Even if the conservative media was an impediment to Romney’s campaign, the conservative media is just one part of the entire media landscape. And as Romney’s running mate, Paul Ryan, acknowledged in a Sept. 30 appearance on “Fox News Sunday,” most media outlets lean to the left.
“I think it kind of goes without saying that there is definitely a media bias,” Ryan said. “Look, I’m a conservative, Chris. I’m used to media bias. We expected media bias going into this. That’s why we’re trying to cut through and go straight to people.
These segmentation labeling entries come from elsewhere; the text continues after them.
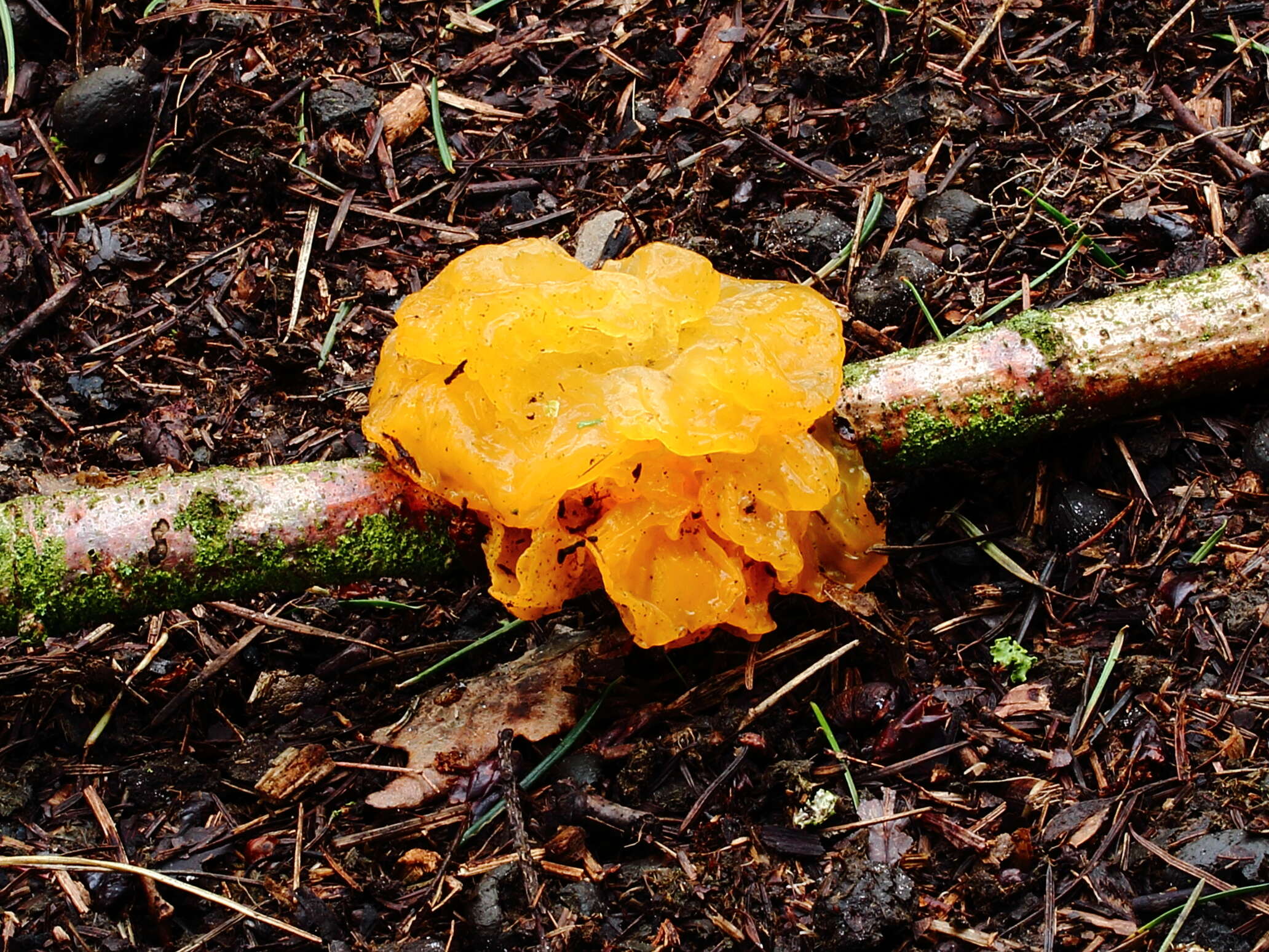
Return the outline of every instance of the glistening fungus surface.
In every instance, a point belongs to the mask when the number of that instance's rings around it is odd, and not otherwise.
[[[397,311],[365,434],[481,514],[492,593],[523,618],[603,585],[642,645],[774,627],[883,564],[868,475],[831,447],[834,307],[647,245],[603,270],[551,241],[454,259]]]

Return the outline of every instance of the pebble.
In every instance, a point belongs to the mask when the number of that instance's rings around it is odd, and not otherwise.
[[[924,296],[939,274],[939,267],[925,255],[909,248],[893,248],[855,282],[850,308],[855,317],[874,327],[893,324],[916,308],[916,298],[904,278]]]
[[[1105,527],[1119,508],[1082,482],[1067,482],[1053,503],[1053,537],[1062,548],[1075,548]]]
[[[948,237],[963,239],[986,213],[987,206],[959,188],[930,195],[921,204],[921,221],[935,237],[945,230]]]
[[[103,66],[76,80],[57,96],[53,132],[74,149],[107,149],[150,118],[150,84],[127,66]]]
[[[832,212],[794,208],[772,222],[766,242],[777,254],[819,268],[836,258],[853,234]]]
[[[1269,416],[1261,416],[1247,434],[1247,442],[1242,444],[1242,462],[1249,470],[1269,476]]]
[[[1256,882],[1261,864],[1269,859],[1269,836],[1239,829],[1208,833],[1179,847],[1176,858],[1235,885]]]
[[[577,244],[572,256],[588,268],[598,268],[626,244],[621,240],[624,222],[626,212],[621,208],[609,208],[590,216],[577,228]]]
[[[1244,589],[1230,593],[1221,622],[1230,635],[1246,635],[1269,609],[1269,590]]]
[[[379,33],[379,48],[385,53],[396,53],[397,56],[405,56],[411,50],[414,50],[414,37],[409,33],[401,32],[387,32]]]
[[[821,887],[811,915],[819,935],[816,948],[868,952],[893,948],[911,934],[916,887],[897,866],[850,862],[830,889]]]
[[[1269,195],[1256,195],[1251,199],[1251,215],[1260,231],[1269,234]]]
[[[13,23],[13,42],[22,50],[30,39],[34,23],[32,23],[30,8],[22,0],[8,0],[9,22]],[[4,62],[4,44],[0,43],[0,62]]]
[[[373,108],[374,90],[357,80],[335,80],[308,96],[308,112],[322,128],[349,124]]]

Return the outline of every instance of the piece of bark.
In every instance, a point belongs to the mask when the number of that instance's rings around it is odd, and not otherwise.
[[[1189,107],[1181,102],[1181,98],[1173,91],[1171,86],[1165,83],[1159,88],[1159,91],[1164,94],[1164,99],[1167,102],[1167,108],[1171,109],[1173,114],[1176,117],[1178,126],[1189,132],[1192,136],[1197,136],[1203,145],[1225,159],[1230,165],[1245,171],[1247,175],[1265,174],[1264,169],[1247,159],[1242,155],[1242,152],[1236,150],[1223,138],[1218,138],[1212,129],[1204,126],[1189,109]]]
[[[1269,253],[851,364],[869,467],[970,459],[1269,376]],[[435,578],[476,523],[372,459],[212,470],[0,504],[0,637],[211,599]]]
[[[662,122],[689,117],[709,93],[709,86],[718,79],[722,67],[731,57],[735,41],[723,37],[731,29],[731,15],[721,13],[706,24],[700,42],[692,51],[683,71],[665,91],[665,114]]]
[[[374,459],[208,470],[0,504],[0,636],[321,583],[434,578],[472,523]]]
[[[850,364],[838,432],[928,466],[1266,373],[1269,253]]]
[[[419,83],[412,83],[392,96],[392,102],[379,110],[383,119],[383,137],[388,145],[412,136],[431,114],[431,104],[428,90]]]
[[[593,640],[590,632],[575,632],[530,649],[514,661],[468,678],[457,701],[450,684],[425,694],[404,727],[371,735],[376,744],[405,750],[411,773],[365,802],[383,810],[418,806],[448,793],[497,748],[504,729],[537,741],[572,726],[580,706],[565,688],[581,680]]]

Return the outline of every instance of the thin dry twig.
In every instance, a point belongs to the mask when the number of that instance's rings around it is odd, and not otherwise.
[[[204,890],[201,886],[194,886],[188,882],[181,882],[180,880],[173,878],[166,873],[157,872],[155,869],[146,869],[143,866],[133,866],[132,863],[115,863],[110,859],[91,859],[89,857],[70,857],[70,856],[52,856],[52,854],[30,854],[30,856],[0,856],[0,868],[4,867],[25,867],[30,869],[67,869],[67,871],[93,871],[93,869],[107,869],[109,872],[122,872],[132,873],[133,876],[145,876],[155,882],[161,882],[164,886],[170,886],[171,889],[180,890],[181,892],[188,892],[192,896],[198,896],[208,902],[214,902],[218,906],[225,906],[226,909],[232,909],[239,915],[244,915],[247,919],[253,919],[258,923],[264,923],[265,925],[272,925],[274,929],[279,929],[288,935],[294,935],[296,938],[305,939],[307,942],[321,943],[320,935],[313,935],[311,932],[305,932],[297,925],[291,923],[284,923],[280,919],[274,919],[272,915],[265,915],[264,913],[258,913],[251,909],[251,906],[245,906],[241,902],[236,902],[232,899],[226,899],[209,890]]]

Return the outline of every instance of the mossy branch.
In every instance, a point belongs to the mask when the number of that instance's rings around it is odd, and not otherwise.
[[[846,368],[871,466],[967,458],[1269,373],[1269,255]],[[0,636],[198,602],[435,578],[468,517],[373,459],[211,470],[0,504]]]
[[[0,635],[217,598],[430,578],[463,519],[383,463],[218,468],[0,505]]]
[[[838,432],[912,468],[1266,374],[1269,253],[850,364]]]

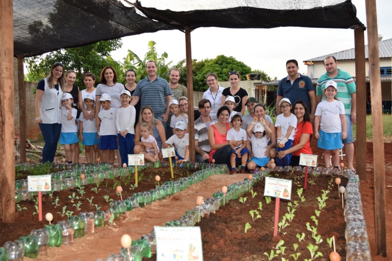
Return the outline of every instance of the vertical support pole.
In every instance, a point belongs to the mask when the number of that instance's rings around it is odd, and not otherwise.
[[[13,8],[0,1],[0,220],[15,221]]]
[[[26,87],[24,84],[23,56],[18,56],[18,90],[19,93],[19,130],[20,145],[20,163],[26,162],[26,136],[27,128],[26,119]]]
[[[365,180],[366,174],[366,78],[364,28],[354,29],[355,44],[355,83],[357,85],[357,174]]]
[[[381,104],[381,76],[380,73],[377,11],[376,0],[366,0],[368,27],[370,95],[372,97],[372,123],[373,131],[375,220],[377,255],[387,256],[385,220],[385,169],[383,140],[383,109]]]
[[[186,53],[186,88],[188,89],[188,130],[189,132],[189,160],[196,161],[195,150],[195,116],[193,112],[193,76],[192,68],[191,29],[185,28],[185,52]]]

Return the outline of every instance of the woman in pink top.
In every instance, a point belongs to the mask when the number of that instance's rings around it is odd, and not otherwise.
[[[231,123],[228,122],[230,115],[230,110],[227,106],[222,106],[218,110],[217,117],[218,122],[208,128],[208,140],[211,146],[210,152],[210,161],[213,159],[217,164],[226,164],[230,169],[230,156],[232,154],[232,147],[230,142],[235,146],[235,141],[228,141],[226,140],[227,133],[233,127]]]

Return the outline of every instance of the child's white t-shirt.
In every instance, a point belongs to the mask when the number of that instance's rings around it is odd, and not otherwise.
[[[182,138],[179,138],[177,135],[173,135],[166,141],[165,143],[174,145],[177,153],[183,158],[185,158],[185,149],[186,146],[189,145],[189,135],[188,133],[185,133]]]
[[[75,124],[75,119],[78,114],[76,109],[73,108],[71,111],[72,119],[68,120],[68,113],[69,111],[67,110],[64,106],[61,106],[61,132],[77,132],[78,127]]]
[[[92,111],[87,111],[87,113],[88,113],[88,115],[90,115],[90,114],[91,113]],[[83,132],[97,132],[97,128],[95,126],[95,118],[94,118],[94,119],[92,121],[90,120],[84,120],[84,117],[83,116],[83,114],[81,113],[80,115],[79,115],[79,120],[80,122],[83,122],[83,130],[82,130],[82,131]]]
[[[287,130],[289,130],[290,126],[293,126],[293,130],[291,131],[290,136],[287,139],[294,140],[294,133],[295,133],[295,129],[297,128],[297,116],[294,115],[294,114],[291,113],[291,115],[288,117],[285,117],[283,114],[279,114],[276,117],[276,123],[275,124],[275,127],[277,127],[280,126],[282,132],[280,137],[277,137],[278,138],[283,139],[286,137],[286,134],[287,134]]]
[[[98,133],[100,136],[117,134],[116,111],[116,109],[110,108],[108,110],[102,110],[98,114],[98,117],[101,119],[101,127]]]
[[[342,132],[340,114],[346,114],[344,105],[340,101],[334,100],[332,102],[324,100],[316,107],[315,116],[321,116],[320,129],[327,133]]]
[[[252,151],[255,157],[262,158],[267,157],[265,156],[265,151],[267,150],[267,145],[269,140],[269,138],[267,138],[266,135],[263,136],[261,138],[258,138],[252,133],[250,142],[252,143]]]

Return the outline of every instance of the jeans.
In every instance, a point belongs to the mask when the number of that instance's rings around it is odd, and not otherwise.
[[[42,149],[42,163],[45,163],[47,161],[53,162],[61,132],[61,124],[40,123],[39,128],[45,140]]]
[[[127,133],[125,137],[118,133],[118,147],[120,150],[120,156],[121,157],[122,167],[124,163],[128,165],[128,154],[133,154],[133,148],[135,143],[135,135]]]

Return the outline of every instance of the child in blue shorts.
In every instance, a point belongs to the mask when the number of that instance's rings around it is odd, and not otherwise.
[[[110,107],[112,99],[108,94],[103,94],[99,101],[103,110],[98,114],[98,117],[101,121],[98,129],[98,134],[99,135],[98,148],[99,149],[101,161],[113,164],[114,159],[109,157],[109,153],[114,153],[114,150],[118,148],[117,130],[116,128],[116,110]]]

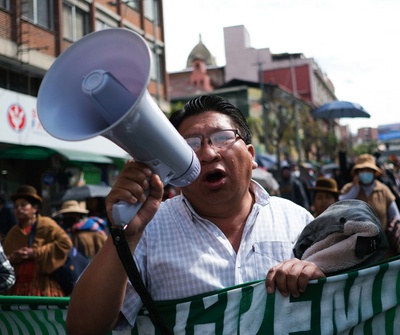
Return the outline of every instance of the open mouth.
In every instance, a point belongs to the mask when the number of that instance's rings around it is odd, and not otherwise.
[[[222,171],[211,171],[204,176],[208,183],[216,183],[226,176]]]

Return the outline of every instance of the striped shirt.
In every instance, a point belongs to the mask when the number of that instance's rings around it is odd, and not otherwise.
[[[15,283],[15,273],[10,261],[0,243],[0,292],[10,288]]]
[[[183,195],[161,204],[134,254],[154,300],[264,279],[272,266],[294,257],[294,244],[313,216],[291,201],[270,197],[257,183],[252,189],[255,203],[237,253],[221,230],[200,217]],[[131,326],[141,306],[129,283],[121,311]]]

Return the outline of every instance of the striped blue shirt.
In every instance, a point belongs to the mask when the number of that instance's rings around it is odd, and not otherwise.
[[[270,197],[255,182],[252,190],[255,204],[237,253],[222,231],[200,217],[183,195],[161,204],[134,254],[154,300],[264,279],[272,266],[294,257],[294,244],[313,216],[289,200]],[[131,325],[141,306],[129,283],[122,313]]]

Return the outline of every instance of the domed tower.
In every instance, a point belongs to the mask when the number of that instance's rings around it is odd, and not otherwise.
[[[190,85],[198,92],[210,92],[214,89],[210,76],[207,74],[208,66],[216,66],[215,58],[201,41],[200,35],[199,43],[190,52],[186,62],[186,67],[193,69],[189,78]]]
[[[192,67],[196,60],[202,61],[205,65],[217,65],[215,57],[211,55],[211,52],[201,41],[201,35],[199,35],[199,43],[192,49],[186,62],[186,67]]]

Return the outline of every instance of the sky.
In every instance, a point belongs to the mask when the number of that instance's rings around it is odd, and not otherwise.
[[[251,46],[313,58],[339,100],[370,118],[343,118],[353,133],[400,123],[399,0],[163,0],[167,72],[183,70],[199,36],[225,65],[223,28],[243,25]]]

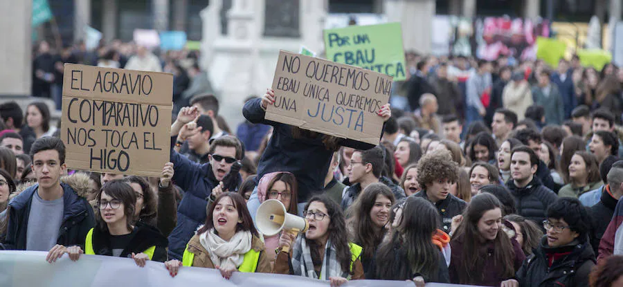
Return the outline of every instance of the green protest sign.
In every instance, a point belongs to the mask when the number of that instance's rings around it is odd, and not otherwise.
[[[406,79],[400,23],[325,30],[327,59]]]

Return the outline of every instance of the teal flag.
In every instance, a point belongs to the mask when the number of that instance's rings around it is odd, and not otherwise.
[[[33,27],[37,27],[52,19],[52,10],[48,0],[33,0]]]

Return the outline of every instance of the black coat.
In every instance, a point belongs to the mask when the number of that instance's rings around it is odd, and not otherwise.
[[[593,246],[595,254],[599,253],[599,241],[602,241],[602,237],[612,220],[612,216],[614,214],[614,210],[617,207],[617,203],[618,201],[612,197],[608,192],[604,191],[599,202],[590,207],[591,219],[593,219],[590,246]]]
[[[595,253],[588,242],[552,248],[547,246],[547,237],[534,254],[523,261],[517,279],[519,286],[584,287],[588,286],[588,274],[595,266]],[[571,252],[549,266],[547,254]]]
[[[93,208],[86,199],[78,196],[69,185],[63,187],[63,221],[58,232],[57,244],[64,246],[79,246],[84,250],[84,239],[89,230],[95,225]],[[7,214],[6,238],[4,246],[8,250],[26,250],[28,216],[33,196],[39,189],[35,184],[21,192],[9,203]],[[45,234],[42,234],[44,236]]]
[[[517,187],[512,179],[508,180],[506,186],[515,199],[517,214],[542,226],[548,207],[558,198],[556,194],[543,185],[536,176],[523,187]]]
[[[428,200],[426,189],[422,189],[412,196],[422,197]],[[439,201],[437,203],[433,203],[433,205],[437,207],[437,211],[440,215],[437,227],[444,232],[449,233],[452,227],[452,218],[463,213],[463,210],[465,209],[467,203],[452,194],[448,194],[446,199]]]
[[[132,252],[141,253],[152,246],[156,246],[152,261],[167,261],[167,238],[153,226],[138,222],[132,230],[132,239],[121,252],[120,257],[132,257]],[[93,230],[93,250],[98,255],[113,256],[110,247],[110,233],[100,228]]]

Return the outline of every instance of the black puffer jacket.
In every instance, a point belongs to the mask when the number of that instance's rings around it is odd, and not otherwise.
[[[517,187],[512,179],[506,183],[506,186],[515,198],[517,214],[541,226],[548,206],[558,198],[556,194],[543,185],[536,176],[523,187]]]
[[[426,189],[422,189],[412,196],[422,197],[428,200]],[[452,227],[452,218],[462,213],[467,203],[452,194],[448,194],[446,199],[439,201],[437,203],[433,203],[433,205],[437,207],[437,211],[440,215],[439,216],[439,229],[444,232],[449,233]]]
[[[610,189],[609,186],[606,186]],[[599,241],[604,237],[604,233],[608,228],[608,225],[612,220],[614,210],[619,201],[612,197],[607,191],[602,193],[599,202],[590,207],[590,215],[593,219],[593,230],[590,234],[590,245],[595,254],[598,254],[599,250]]]
[[[388,187],[392,189],[396,200],[406,196],[404,190],[402,190],[402,187],[395,185],[390,179],[385,176],[381,176],[379,178],[379,182],[387,185]],[[344,194],[344,196],[342,198],[342,210],[346,210],[354,202],[355,199],[357,199],[360,194],[361,194],[361,185],[359,183],[355,183],[348,187],[346,192]]]
[[[548,254],[571,253],[554,260],[549,265]],[[526,259],[516,277],[519,286],[584,287],[588,286],[588,274],[595,266],[595,253],[587,242],[552,248],[547,246],[547,237],[541,246]]]

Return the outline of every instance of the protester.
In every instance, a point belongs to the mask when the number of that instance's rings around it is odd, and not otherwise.
[[[359,194],[372,183],[381,183],[387,185],[397,198],[404,197],[404,190],[394,184],[389,178],[381,176],[381,169],[384,167],[384,156],[381,147],[377,147],[367,151],[356,150],[350,158],[348,167],[348,180],[352,184],[344,190],[342,196],[342,209],[346,210]]]
[[[444,138],[461,145],[461,133],[463,131],[463,126],[461,124],[461,122],[459,120],[458,118],[454,115],[446,115],[443,120],[442,120],[442,124],[444,129]]]
[[[35,102],[26,109],[26,120],[28,127],[35,132],[36,138],[51,136],[56,127],[50,125],[50,109],[43,102]]]
[[[491,129],[498,146],[501,146],[508,138],[516,124],[517,114],[514,111],[506,109],[496,110],[491,123]]]
[[[545,210],[557,196],[535,176],[539,157],[528,147],[511,151],[511,177],[506,185],[515,198],[517,214],[537,224],[545,219]]]
[[[450,194],[469,203],[471,200],[471,184],[465,169],[459,168],[456,182],[450,186]]]
[[[296,178],[289,172],[271,172],[266,174],[260,179],[258,185],[258,196],[260,202],[269,199],[276,199],[283,204],[286,211],[294,215],[298,215],[296,203],[298,194]],[[282,232],[281,232],[282,233]],[[280,233],[273,236],[264,237],[264,243],[267,250],[277,249]],[[273,255],[272,254],[271,255]],[[275,257],[271,256],[271,263],[274,263]]]
[[[521,246],[526,258],[529,257],[539,248],[543,231],[534,221],[521,215],[508,214],[504,216],[504,220],[512,224],[515,240]]]
[[[590,287],[613,287],[623,283],[623,256],[613,256],[600,262],[588,277]]]
[[[332,286],[365,279],[359,259],[361,247],[348,242],[339,205],[326,196],[316,196],[309,199],[303,214],[309,229],[296,239],[287,232],[281,234],[273,273],[329,281]]]
[[[515,72],[510,82],[504,87],[502,93],[503,107],[516,115],[515,122],[523,120],[528,107],[534,103],[530,84],[521,72]]]
[[[417,164],[409,165],[404,169],[399,185],[402,187],[407,196],[410,196],[422,190],[419,183],[417,182]]]
[[[618,154],[619,141],[611,132],[597,131],[593,134],[590,142],[588,143],[588,150],[595,154],[597,162],[602,164],[608,156]]]
[[[125,178],[136,194],[134,218],[143,223],[158,228],[165,236],[171,233],[177,221],[174,187],[170,184],[173,175],[173,164],[166,163],[159,180],[157,194],[142,177],[131,176]]]
[[[419,160],[419,158],[422,157],[422,149],[411,138],[403,138],[398,141],[394,156],[401,167],[406,167]]]
[[[182,266],[218,269],[228,279],[236,271],[270,273],[274,251],[264,248],[242,196],[224,192],[208,207],[205,223],[190,239],[182,261],[165,262],[169,274],[175,277]]]
[[[131,257],[141,267],[147,260],[166,260],[166,237],[155,227],[134,224],[136,196],[129,185],[122,180],[106,183],[97,202],[96,225],[87,234],[84,250],[80,246],[68,248],[71,260],[77,261],[82,253]]]
[[[450,153],[435,151],[426,154],[417,164],[417,182],[422,191],[414,195],[428,199],[440,214],[437,228],[449,232],[452,218],[462,212],[467,203],[450,194],[450,185],[456,182],[458,166]]]
[[[296,177],[298,204],[301,207],[311,197],[312,192],[322,190],[324,187],[325,176],[333,153],[338,151],[340,147],[367,150],[374,147],[374,145],[267,120],[264,118],[267,107],[275,104],[276,96],[278,95],[276,95],[274,91],[267,91],[261,99],[246,102],[242,114],[251,122],[263,123],[273,127],[272,138],[258,165],[258,177],[261,178],[265,174],[273,172],[291,172]],[[383,122],[386,121],[391,116],[389,104],[383,105],[377,114]],[[296,158],[304,160],[305,164],[300,164],[300,160],[292,160]],[[378,167],[379,171],[382,169],[382,167]],[[259,207],[259,200],[255,190],[249,198],[248,206],[251,216],[254,217]]]
[[[493,195],[471,198],[450,241],[451,283],[499,286],[514,277],[525,255],[504,232],[502,216],[502,204]]]
[[[515,209],[515,198],[511,195],[510,191],[504,185],[484,185],[478,189],[478,194],[483,192],[491,194],[500,201],[500,203],[502,203],[503,215],[506,216],[516,213],[516,210]],[[454,228],[453,225],[452,228]]]
[[[481,132],[471,142],[471,149],[469,150],[469,155],[472,163],[482,161],[491,165],[495,164],[498,147],[496,145],[496,140],[494,140],[489,133]]]
[[[516,147],[522,145],[521,142],[516,138],[509,138],[500,145],[500,149],[498,151],[497,166],[500,171],[500,178],[504,183],[511,179],[511,151]]]
[[[565,182],[563,180],[562,176],[560,175],[557,169],[557,159],[560,154],[558,149],[556,149],[548,142],[543,142],[541,144],[541,152],[537,154],[539,155],[539,159],[545,163],[548,166],[548,169],[550,169],[550,175],[552,176],[554,183],[559,185],[563,185]]]
[[[558,192],[560,197],[577,198],[583,194],[602,186],[597,158],[588,151],[576,151],[569,165],[570,183]]]
[[[590,219],[576,198],[559,198],[548,207],[547,230],[534,257],[517,271],[519,286],[586,286],[595,266],[595,254],[588,242]]]
[[[419,149],[419,147],[417,148]],[[327,171],[327,176],[325,177],[325,188],[323,189],[325,194],[333,199],[337,204],[342,203],[342,192],[346,188],[346,185],[339,182],[335,176],[336,170],[338,170],[337,168],[341,160],[340,152],[334,152],[333,158],[331,158],[331,165],[329,165],[329,170]]]
[[[439,145],[435,147],[435,150],[443,149],[449,151],[452,155],[452,160],[456,163],[459,167],[469,166],[467,160],[463,156],[463,151],[461,151],[461,147],[456,142],[449,140],[442,140],[439,142]]]
[[[435,207],[424,198],[409,196],[399,208],[396,226],[379,247],[370,279],[449,283],[442,246],[431,238],[445,234],[434,223],[439,216]]]
[[[57,138],[37,140],[30,149],[37,184],[27,188],[9,203],[5,247],[17,250],[51,250],[55,261],[67,248],[84,246],[87,233],[95,225],[93,210],[84,199],[61,183],[65,172],[65,146]]]
[[[16,156],[24,154],[24,139],[19,133],[7,132],[0,136],[0,147],[6,147],[15,154]]]
[[[17,159],[15,154],[8,148],[0,147],[0,169],[7,171],[11,178],[17,177]]]

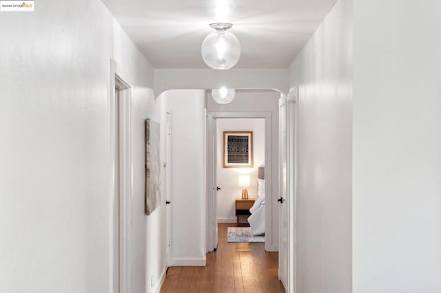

That’s why when in Washington you hear people complain about media bias, come out into these states with us and attend our town hall meetings.”
Yet, there are no books blaming NBC “Nightly News” anchor Brian Williams for Romney’s loss, nor any BuzzFeed hit pieces headlined “How the media lost Romney the election.” Given the choice, the Romney campaign would have much preferred Fox News over the mainstream media.
Of course, most journalists would argue accusations of bias come with the job — at least that’s their reasoning for being tough on a candidate whose views are different from theirs. That’s part of our American system. But why is the conservative media expecting the GOP presidential candidate to have a conservative position on immigration any different from the liberal media expecting the Democratic candidate to have a liberal position on immigration?
The reason is simple: To the sort of reporter who says things like “there’s a 40 percent chance that [Mitt Romney] says something stupid” while covering a campaign rally, the very idea of a conservative media is repulsive.
If anything, this phenomenon is instructive. At least we now are aware of what some see as the role of the media: winning elections.